Este servicio público es, en realidad, muy simple: escribir con alguna argumentación lo que pienso sobre la literatura, sobre las novelas que me apetece leer y, en especial, medir la distancia que había entre las reseñas que leo y lo que opino. Respecto de la creación local y nacional, pretendo ir más allá del elogio encendido, del saludo empalagoso, de la hipóstasis de la literatura y de la cultura en lo que se refiere al ser humano y a la sociedad; reflexionar sobre el papel de los reseñadores/as, de los críticos/as, de los/as periodistas culturales, sobre nuestra propia posición como lectores/as (o escritores/as). En fin, siempre se ha tratado de cuestionar, aunque fuera de modo superficial, por qué algunas cosas son como son y de pensar cómo podrían o deberían ser, tal vez. 

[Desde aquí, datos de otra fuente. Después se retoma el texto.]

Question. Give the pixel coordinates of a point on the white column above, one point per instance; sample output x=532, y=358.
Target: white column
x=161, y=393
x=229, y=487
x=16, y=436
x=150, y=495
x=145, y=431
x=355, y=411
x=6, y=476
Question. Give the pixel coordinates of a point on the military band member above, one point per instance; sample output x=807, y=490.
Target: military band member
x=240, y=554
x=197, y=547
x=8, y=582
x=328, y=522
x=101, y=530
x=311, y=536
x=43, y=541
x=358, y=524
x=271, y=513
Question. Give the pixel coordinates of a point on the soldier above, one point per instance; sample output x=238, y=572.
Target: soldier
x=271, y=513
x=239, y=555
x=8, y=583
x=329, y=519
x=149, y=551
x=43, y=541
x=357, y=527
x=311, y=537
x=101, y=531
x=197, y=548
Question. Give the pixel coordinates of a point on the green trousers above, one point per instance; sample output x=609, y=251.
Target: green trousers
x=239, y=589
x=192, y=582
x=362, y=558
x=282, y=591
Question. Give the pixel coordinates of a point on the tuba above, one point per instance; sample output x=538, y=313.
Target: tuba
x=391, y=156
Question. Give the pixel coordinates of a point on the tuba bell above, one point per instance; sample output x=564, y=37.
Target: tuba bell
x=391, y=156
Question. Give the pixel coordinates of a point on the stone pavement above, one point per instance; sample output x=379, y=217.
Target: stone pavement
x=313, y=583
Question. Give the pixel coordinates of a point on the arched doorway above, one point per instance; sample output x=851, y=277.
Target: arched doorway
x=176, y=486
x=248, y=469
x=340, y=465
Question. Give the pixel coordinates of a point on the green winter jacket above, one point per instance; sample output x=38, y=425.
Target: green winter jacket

No importa que los medios de comunicación sigan publicando las mismas chorradas, que las figuras del campo literario sigan hablando y escribiendo de libros "imprescindibles" o "necesarios", que todo sea maravillosismo y buenrollismo y amiguismo e intercambio de favores. No importa que los que tengan algo que decir, callen, que los malvados estén llenos de energía y los buenos estén agotados y esperen tiempos mejores. O simplemente que no sean capaces de superar su pusilanimidad. En la medida de las posibilidades de blogs como este, intento que se respete al público lector, y eso solo se puede hacer aplicando la parresía, el hablar franco y veraz en el campo literario y en el cultural. Y, si se tercia, en cualquier otro.

Seguimos:




Ted Chiang, según he leído aquí y allá, es un escritor de ciencia ficción que disfruta de gran prestigio. Ese prestigio se sustancia en haber ganado un montón de premios Hugo y Nebula y en que de un relato suyo se ideó la película La llegada, que a su vez obtuvo gran éxito de público y crítica. Yo mismo solía consultar la lista de premios Hugo y Nebula allá en mi tierna juventud, ya que eran referencias obligadas para cualquier lector del género con algo de afición. Debo reconocer que, a pesar de algunos títulos excelentes, a mi parecer la lista de títulos ya no comporta la misma seguridad de calidad que entre los años 50 y 80. También es cierto que no les presto la misma atención.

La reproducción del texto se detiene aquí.